Logistic Regression for Classification: Concept, Sigmoid Function, Cost Function, and Implementation

Complete guide to logistic regression for binary classification, including the sigmoid function, hypothesis model, cost function, decision boundary, gradient descent, and practical machine learning implementation.

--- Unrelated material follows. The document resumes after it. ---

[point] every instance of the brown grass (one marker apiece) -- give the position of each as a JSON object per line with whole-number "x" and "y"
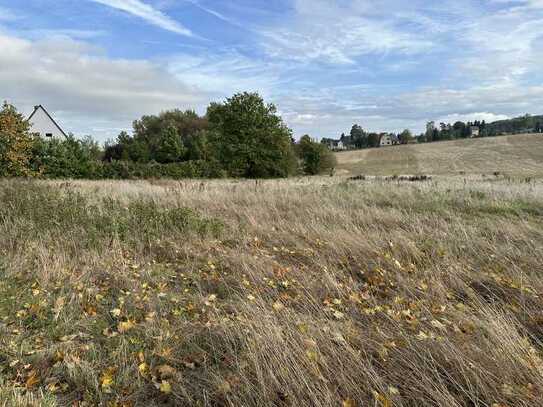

Written by Hitesh Sahu, a passionate developer and blogger.

Fri Feb 27 2026

Share This on

← Previous

Polynomial Regression

Logistic Regression for Classification: Concept, Sigmoid Function, Cost Function, and Implementation

📊 Logistic Regression Advanced Concepts

Logistic regression is fundamentally a probabilistic classification model optimized using cross-entropy loss.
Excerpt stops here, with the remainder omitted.